Edward Van Sloan in The Mask of DiijonIf you’re familiar with 1930s horror films, you’ll be well-acquainted with Edward Van Sloan. He played Van Helsing in Dracula, Frankenstein’s old teacher in Frankenstein, Van Helsing with a different accent in The Mummy, and Van Helsing with a different spelling in Dracula’s Daughter. So yeah: the horror genre typecast him as a genteel authority figure.

But what of his other, lesser-known roles? Well, I’ve taken it upon myself to sample some of Edward Van Sloan’s performances outside of horror films. Here are my findings…

Storm Over Bengal

In this imperial melodrama, Viceroy of India John Galt (yes, that’s his name) is in a sticky situation: the Maharajah who maintained cordial relations with Britain lies dying, and a rebel leader plots to take his place in a bloody uprising. It’s down to the colonists to try and keep things from boiling over, but first they’ll have to work together. The main characters are two British soldiers caught up in a love triangle as they squabble over the film’s heroine.

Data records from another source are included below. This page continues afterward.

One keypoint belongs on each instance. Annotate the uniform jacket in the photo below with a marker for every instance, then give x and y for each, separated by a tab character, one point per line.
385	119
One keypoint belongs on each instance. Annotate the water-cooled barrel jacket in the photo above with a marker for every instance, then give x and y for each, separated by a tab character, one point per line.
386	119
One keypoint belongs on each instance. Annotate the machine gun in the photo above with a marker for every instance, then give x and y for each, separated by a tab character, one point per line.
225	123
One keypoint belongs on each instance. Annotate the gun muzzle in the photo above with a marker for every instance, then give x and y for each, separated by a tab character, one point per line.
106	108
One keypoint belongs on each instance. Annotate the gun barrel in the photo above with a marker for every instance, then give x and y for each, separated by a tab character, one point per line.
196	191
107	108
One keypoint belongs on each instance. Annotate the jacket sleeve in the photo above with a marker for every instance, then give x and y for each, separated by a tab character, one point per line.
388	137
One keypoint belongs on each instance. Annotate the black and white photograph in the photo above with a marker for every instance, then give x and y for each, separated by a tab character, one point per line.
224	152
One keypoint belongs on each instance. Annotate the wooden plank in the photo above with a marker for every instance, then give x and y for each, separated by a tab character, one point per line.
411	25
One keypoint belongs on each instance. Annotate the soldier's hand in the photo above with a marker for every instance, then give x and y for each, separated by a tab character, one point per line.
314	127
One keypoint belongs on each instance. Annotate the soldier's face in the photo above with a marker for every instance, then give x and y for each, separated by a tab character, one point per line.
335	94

And Edward Van Sloan? Well, he plays the Maharajah. It’s not a particularly demanding role, since pretty much all it requires is to lie in bed wearing brownface and a false beard, but if nothing else it added another genteel authority figure to his CV.

The Road Back

Frankenstein’s James Whale directs this adaptation of Erich Maria Remarque’s novel, a sequel to his better-known All Quiet on the Western Front (also turned into a film by Whale). The Road Back takes place in 1918, and follows a band of German soldiers as they return to their civilian lives to cope with psychological wounds and wonder what the point of it all was (this was 1927, and it’s hard to imagine a film with such a strong anti-war stance being made a few years down the line).

Germany is in the middle of an uprising against the Kaiser, and one satirical scene has a group of revolutionaries drag the mayor out of bed to chair a public meeting. As he’s in the process of nodding off, he can’t deliver a speech, and so the revolutionaries hand the speech to an appropriately genteel substitute authority figure: Edward Van Sloan, in a part so brief he’s not even listed in the opening credits.

The Death Kiss

Here we have a Hollywood whodunit about a murder taking place on a film set. Death Kiss shares a substantial chunk of its main case with Dracula, leading to the slightly odd situation where the film-within-a-film is produced by Count Dracula, written by Jonathan Harker and directed by Van Helsing. Hmm.

(If you’ve spent the last 80 years avoiding spoilers for this movie, look away now). The killer turns out to be Van Sloan’s character; to keep this twist hidden, Death Kiss portrays him as quite possible the single most laid-back film director in all of fiction, quite unlike the blustering taskmaster of stereotype. So for the most part, this is another film where Van Sloan is (mostly) playing a genteel authority figure.

The Mask of Diijon

This film opens with a scene of Edward Van Sloan executing a woman in a guillotine. Has he left his genteel authority figure routine behind? Well, no: it turns out that he’s actually a stage magician performing an act.

The plot of The Mask of Diijon sees Van Sloan’s assistant being menaced by her husband, the titular Diijon (played by Erich von Stroheim), a former stage magician who has abandoned trickery for genuine occultism. He uses hypnosis to get back at those who have wronged him, before finally stumbling into the guillotine prop and being decapitated by Edward Van Sloan’s cat. Yes, really.

The Last Mile

In this harrowing tale of a man wrongly sentenced to death and subsequently embroiled in a prison break, one of the main members of the supporting cast is a priest who comforts the convicts on their way to the chair. But one of the convicts is Jewish, and so has a Rabbi see him in his cell. And this genteel authority figure is played by… Edward Van Sloan!

And so completes my by-no-means exhaustive survey of Edward Van Sloan’s career outside of Universal horror. The main takeaway? Well, it seems safe to say that, if you were a filmmaker in 30s-40s Hollywood and wanted a genteel authority figure, Ed was your man.